Sementara empat pusat pertumbuhan lainnya adalah pembangunan pusat pertumbuhan Gerbangkertosusila, Ijen, Selingkar Wilis, dan Bromo – Tengger – Semeru atau BTS. Pulau Madura sendiri memiliki sejarah yang cukup panjang dari sisi kesenian dan kebudayaan islam yang sangat kuat. Sehingga membangun Pulau Madura tidak semudah membalikkan telapak tangan, Hal ini terbukti dengan tidak adanya perubahan yang signifikan terhadap perindustrian, perekonomian dan perdagangan di Pulau Madura setelah jembatan Suramadu diresmikannya oleh Presiden Susilo Bambang Yudhoyono (SBY) pada 10 Juni 2009 yang lalu.
Jadi sudah hampir 14 tahun jembatan Suramadu menghubungkan Pulau Madura dengan Pulau Jawa Timur tidak serta merta bisa merubah Pulau Madura menjadi pulau yang maju dibidang industri, perdagangan dan perekonomian. Sampai hari ini kondisi industri, perdagangan dan perekonomian di Pulau Garam tersebut nyaris tidak ada perubahan.
Pola distribusi barang, jasa, dan orang pun dari dan keluar Pulau Madura juga masih terkonsentrasi ke arah selatan yaitu Surabaya dan sekitarnya lewat angkutan darat melalui jembatan Suramadu dan Angkutan Penyeberangan Ujung – Kamal serta pelabuhan-pelabuhan lain di selatan Pulau Madura seperti Pelabuhan Kalianget – Jangkar dan seterusnya.
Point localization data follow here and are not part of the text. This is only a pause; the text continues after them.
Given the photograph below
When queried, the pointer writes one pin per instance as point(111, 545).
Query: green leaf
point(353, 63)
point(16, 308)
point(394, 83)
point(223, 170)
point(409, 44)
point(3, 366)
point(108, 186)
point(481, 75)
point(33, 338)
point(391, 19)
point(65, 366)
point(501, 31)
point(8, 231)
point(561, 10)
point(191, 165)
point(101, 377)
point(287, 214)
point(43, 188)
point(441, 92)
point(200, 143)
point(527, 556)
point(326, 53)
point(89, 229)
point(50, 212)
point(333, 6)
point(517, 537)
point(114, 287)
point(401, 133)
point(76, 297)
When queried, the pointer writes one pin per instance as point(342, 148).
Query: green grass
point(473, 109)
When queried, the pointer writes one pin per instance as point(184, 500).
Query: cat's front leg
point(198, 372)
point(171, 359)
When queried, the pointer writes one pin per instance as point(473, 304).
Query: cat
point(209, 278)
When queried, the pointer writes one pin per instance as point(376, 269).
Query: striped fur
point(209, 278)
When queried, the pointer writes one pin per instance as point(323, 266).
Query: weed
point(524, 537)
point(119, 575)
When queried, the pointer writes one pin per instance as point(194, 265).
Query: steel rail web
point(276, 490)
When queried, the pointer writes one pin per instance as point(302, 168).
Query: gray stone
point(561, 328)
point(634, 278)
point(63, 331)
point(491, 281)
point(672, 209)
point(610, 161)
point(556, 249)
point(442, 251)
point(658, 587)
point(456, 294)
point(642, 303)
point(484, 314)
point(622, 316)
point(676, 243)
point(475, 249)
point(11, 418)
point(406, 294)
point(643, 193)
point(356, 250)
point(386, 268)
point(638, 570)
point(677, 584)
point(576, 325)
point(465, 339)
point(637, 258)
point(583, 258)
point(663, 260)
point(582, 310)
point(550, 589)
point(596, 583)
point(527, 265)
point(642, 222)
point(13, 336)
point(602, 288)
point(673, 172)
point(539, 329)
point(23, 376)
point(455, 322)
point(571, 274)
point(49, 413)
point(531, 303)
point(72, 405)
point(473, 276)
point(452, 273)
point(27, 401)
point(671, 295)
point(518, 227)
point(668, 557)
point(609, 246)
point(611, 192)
Untuk membangun Pulau Madura pola pikir Pemerintah dan masyarakat Jawa Timur masih tertuju ke kota-kota di pesisir utara Pulau Jawa Timur seperti Kabupatena Gresik, Kota Surabaya, Kabupaten Pasuruan, Kabupaten Probolinggo, Kabupaten Situbondo, dan Kabupaten Bondowoso.

Surabaya Centris
Pengembangan Pulau Madura seharusnya tidak hanya dilakukan di Pulau Sepulu Bangkalan, karena hal ini dapat dimaknai sebagai Surabaya Centris, bukan Madura Centris. Pengembangan Pulau Madura masih diarahkan kearah selatan, yaitu ke Kota Surabaya dan sekitarnya. Pemerintah dan masyarakat Jawa Timur lupa bahwa masih ada wilayah lain di Pulau Madura yang juga perlu dipikirkan pertumbuhan dan perkembangan industri, perdagangan, dan perekonominya, yaitu wilayah utara Pulau Madura yang berhadapan langsung dengan Pulau Kalimantan dan Sulawesi yang juga bisa dikembangkan dan memiliki potensi perdangan dengan Pulau Madura lewat sisi utara.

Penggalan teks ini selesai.